In the previous item I mentioned some programs that allow you to temporarily elevate the rights of a Windows limited user account. An alternative approach is to adopt the converse policy, that is, to routinely use an administrator account with full rights but reduce the privileges of specific high risk programs like your web browser. It’s a strategy that offers fewer inconveniences than running a limited user account at the cost of a slightly lower level of security. Personally I prefer sandboxing these risky applications but for those who have experienced problems when they install a sandboxing program, reducing the privileges of risky applications is a viable alternative. Several free tools are available that allow you run specified programs with reduced privileges. Best known is Microsoft’s own DropMyRights [1] which works with XP Pro only or SetSAFER [2] that also works with XP Home provided the .NET framework is installed. Then there is StripMyRights [3] that offers more features than DropMyRights such as command line parameters. Amust’s 1-Defender [4] is also an option. Which is the best? If you are a straight Microsoft type who uses Internet Explorer /Outlook / Messenger than 1-Defender is your best bet as it’s the easiest to set up. Most other users will probably find DropMyRights a better option as it works with Firefox and other products and has decent documentation on usage. What programs should you reduce the rights for? The same programs you should sandbox namely your browser, email client and IM client. If you reduce the rights of all these programs you will dramatically lower the chances of becoming infected with malware. You will a pay penalty though. Certain functions such as program updates, Macromedia Flash and others functions that require admin privileges may no longer work. Still it’s not hard to switch back to full privilege versions of the programs when needed and that’s an acceptable cost to pay for the increase in security you get. Remember though, that even if you run your risk-prone applications with reduced privileges you can still get infected from downloads, borrowed programs and other sources. That’s why you still need to run anti-virus and other security programs.

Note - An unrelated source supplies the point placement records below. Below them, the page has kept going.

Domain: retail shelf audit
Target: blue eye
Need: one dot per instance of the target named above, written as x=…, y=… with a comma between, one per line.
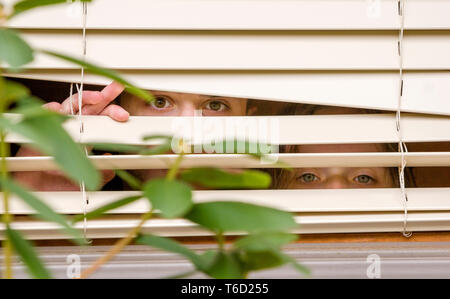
x=216, y=106
x=160, y=102
x=363, y=179
x=308, y=177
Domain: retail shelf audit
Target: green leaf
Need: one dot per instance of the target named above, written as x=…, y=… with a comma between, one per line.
x=44, y=212
x=108, y=207
x=13, y=49
x=11, y=91
x=171, y=198
x=89, y=67
x=236, y=216
x=164, y=147
x=264, y=241
x=131, y=180
x=27, y=254
x=26, y=5
x=225, y=266
x=48, y=135
x=217, y=178
x=167, y=244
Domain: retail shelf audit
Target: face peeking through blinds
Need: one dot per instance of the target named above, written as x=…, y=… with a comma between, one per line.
x=336, y=177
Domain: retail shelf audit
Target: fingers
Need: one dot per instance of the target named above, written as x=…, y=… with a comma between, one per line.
x=94, y=102
x=53, y=106
x=109, y=93
x=89, y=98
x=116, y=112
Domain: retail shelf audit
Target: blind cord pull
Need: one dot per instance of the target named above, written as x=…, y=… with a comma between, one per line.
x=401, y=145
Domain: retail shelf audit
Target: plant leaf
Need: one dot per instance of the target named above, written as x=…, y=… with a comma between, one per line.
x=217, y=178
x=89, y=67
x=11, y=91
x=27, y=254
x=48, y=136
x=171, y=198
x=131, y=180
x=44, y=212
x=26, y=5
x=108, y=207
x=264, y=241
x=13, y=49
x=236, y=216
x=170, y=245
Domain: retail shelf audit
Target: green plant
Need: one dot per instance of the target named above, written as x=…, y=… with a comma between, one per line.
x=22, y=113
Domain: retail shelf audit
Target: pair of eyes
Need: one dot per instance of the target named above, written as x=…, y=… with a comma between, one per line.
x=165, y=102
x=310, y=177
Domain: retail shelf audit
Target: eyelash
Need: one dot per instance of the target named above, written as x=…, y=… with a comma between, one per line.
x=157, y=97
x=371, y=179
x=302, y=178
x=224, y=105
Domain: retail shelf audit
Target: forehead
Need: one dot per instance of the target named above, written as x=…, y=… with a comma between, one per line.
x=340, y=148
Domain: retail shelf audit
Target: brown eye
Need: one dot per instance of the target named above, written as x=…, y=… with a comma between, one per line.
x=160, y=102
x=308, y=177
x=364, y=179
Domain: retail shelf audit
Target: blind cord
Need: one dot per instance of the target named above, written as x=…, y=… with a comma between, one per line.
x=401, y=145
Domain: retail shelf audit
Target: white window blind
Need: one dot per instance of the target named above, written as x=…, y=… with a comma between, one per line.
x=341, y=53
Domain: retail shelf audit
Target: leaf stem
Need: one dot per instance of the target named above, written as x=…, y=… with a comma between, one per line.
x=7, y=218
x=171, y=174
x=221, y=241
x=117, y=248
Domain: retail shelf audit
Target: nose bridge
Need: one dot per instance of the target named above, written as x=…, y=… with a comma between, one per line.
x=337, y=180
x=187, y=106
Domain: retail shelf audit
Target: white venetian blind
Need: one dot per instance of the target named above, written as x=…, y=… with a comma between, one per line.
x=337, y=52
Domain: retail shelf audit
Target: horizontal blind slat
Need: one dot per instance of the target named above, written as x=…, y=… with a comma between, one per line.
x=321, y=129
x=227, y=50
x=413, y=159
x=215, y=15
x=301, y=201
x=345, y=223
x=371, y=90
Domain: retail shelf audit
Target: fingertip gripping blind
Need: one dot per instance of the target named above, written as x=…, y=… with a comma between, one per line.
x=342, y=53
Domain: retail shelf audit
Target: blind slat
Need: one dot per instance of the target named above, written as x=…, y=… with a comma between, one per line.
x=357, y=128
x=228, y=50
x=257, y=15
x=242, y=161
x=343, y=223
x=371, y=90
x=301, y=201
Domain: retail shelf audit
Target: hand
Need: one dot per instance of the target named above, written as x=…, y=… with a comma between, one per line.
x=94, y=103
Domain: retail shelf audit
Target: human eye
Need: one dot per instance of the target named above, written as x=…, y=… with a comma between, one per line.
x=308, y=178
x=364, y=179
x=216, y=106
x=161, y=102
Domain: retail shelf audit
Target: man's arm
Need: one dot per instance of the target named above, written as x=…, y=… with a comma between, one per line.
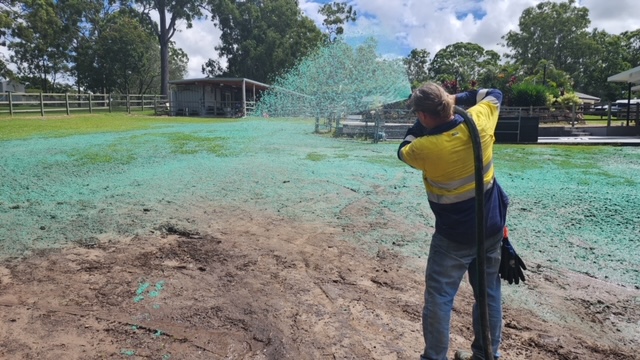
x=414, y=132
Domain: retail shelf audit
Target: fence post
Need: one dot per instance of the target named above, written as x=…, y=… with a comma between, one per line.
x=41, y=104
x=10, y=104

[1] http://msdn2.microsoft.com/en-us/library/ms972827.aspx
[2] http://msdn.microsoft.com/library/default.asp?url=/library/en-us/dncode/html/secure01182005.asp
[3] http://www.sysint.no/nedlasting/StripMyRights.htm
[4] http://www.amustsoft.com/1-defender/
Hi Tech,
I am very satisfied with SafeXP from http://www.theorica.net. Don’t forget to download the XP SP2 settings before adjusting any SafeXP settings, so you can get the original settings back at any given moment. Very tweakable, and never gave me any problems, and enhances security even on a normal user account.
polonus
SafeXP is indeed a very useful tool.
Do you know the others mentioned?
I’m not aware that DropMyRights is restricted to XP Pro (From Gizmo’s newsletter), in fact there is nothing about that in the link [1] you gave .
It should work on XP Home for user accounts with administrative privileges.